PLoS ONE (Jan 2013)
Nicotinic acetylcholine receptor subunits α4 and α5 associated with smoking behaviour and lung cancer are regulated by upstream open reading frames.
Abstract
Nicotinic acetylcholine receptor subunits (nAChR) are associated with different aspects of smoking behaviour as well as with smoking related disorders.
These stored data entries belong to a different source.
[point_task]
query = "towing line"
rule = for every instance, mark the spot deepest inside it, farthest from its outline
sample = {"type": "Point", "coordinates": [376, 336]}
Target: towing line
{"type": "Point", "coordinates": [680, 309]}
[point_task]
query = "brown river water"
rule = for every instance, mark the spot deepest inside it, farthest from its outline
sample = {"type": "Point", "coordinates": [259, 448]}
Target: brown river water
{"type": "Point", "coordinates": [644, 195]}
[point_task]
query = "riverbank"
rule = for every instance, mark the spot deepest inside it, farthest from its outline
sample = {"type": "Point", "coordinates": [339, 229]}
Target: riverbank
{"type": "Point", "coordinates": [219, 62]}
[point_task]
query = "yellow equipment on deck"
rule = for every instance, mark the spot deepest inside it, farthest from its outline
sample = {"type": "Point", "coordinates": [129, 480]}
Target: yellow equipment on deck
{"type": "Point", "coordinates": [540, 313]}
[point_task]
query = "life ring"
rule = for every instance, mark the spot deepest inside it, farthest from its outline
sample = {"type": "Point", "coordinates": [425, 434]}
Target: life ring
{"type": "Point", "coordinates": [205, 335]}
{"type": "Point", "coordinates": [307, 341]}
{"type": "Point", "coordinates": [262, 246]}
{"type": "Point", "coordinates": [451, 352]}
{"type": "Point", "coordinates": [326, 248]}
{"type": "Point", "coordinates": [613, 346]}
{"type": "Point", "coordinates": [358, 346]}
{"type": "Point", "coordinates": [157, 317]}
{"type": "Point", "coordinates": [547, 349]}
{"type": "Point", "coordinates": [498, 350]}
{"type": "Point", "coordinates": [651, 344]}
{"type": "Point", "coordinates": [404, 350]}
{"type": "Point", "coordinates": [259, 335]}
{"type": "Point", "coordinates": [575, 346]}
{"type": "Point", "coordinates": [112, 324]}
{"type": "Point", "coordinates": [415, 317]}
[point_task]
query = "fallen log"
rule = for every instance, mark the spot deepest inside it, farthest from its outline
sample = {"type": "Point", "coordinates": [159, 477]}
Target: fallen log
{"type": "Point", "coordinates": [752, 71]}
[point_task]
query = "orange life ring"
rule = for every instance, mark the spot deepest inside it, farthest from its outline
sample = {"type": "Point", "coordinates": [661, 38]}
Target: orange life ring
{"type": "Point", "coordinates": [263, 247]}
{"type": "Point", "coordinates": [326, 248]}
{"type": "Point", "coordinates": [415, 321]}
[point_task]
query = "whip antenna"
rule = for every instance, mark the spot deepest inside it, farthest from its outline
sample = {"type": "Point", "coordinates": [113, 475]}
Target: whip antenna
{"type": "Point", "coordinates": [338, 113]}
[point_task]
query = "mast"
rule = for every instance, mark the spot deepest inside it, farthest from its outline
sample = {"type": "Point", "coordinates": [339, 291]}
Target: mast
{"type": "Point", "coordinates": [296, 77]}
Several of these subunits have been found to be upregulated in smokers or differentially expressed in lung tumor cells. The mechanisms behind these observations are not known but assumed to be mainly post-transcriptional. Many post-transcriptional mechanisms are initiated by functionally relevant sequence motifs within untranslated gene regions, such as upstream open reading frames (uORFs). We performed a systematic search in all smoking-associated neuronal nAChR subunits and identified functionally relevant uORFs in CHRNA4 and CHRNA5. Luciferase experiments showed that these uORFs are able to significantly decrease protein expression. Our quantitative real-time PCR (qPCR) results strongly suggest that the observed effects originate at the translation rather than at the transcription level. Interestingly, the CHRNA4 uORF was only functionally relevant when expressed in the shorter isoform of this gene. Therefore, the data presented in this study strongly points towards an important role of uORFs within the 5'UTR of CHRNA4-isoform 1 and CHRNA5 as regulators of protein translation. Moreover, the shared uORF of CHRNA4-isoform 1/isoform 2 represents the first example of a sequence context-dependent uORF.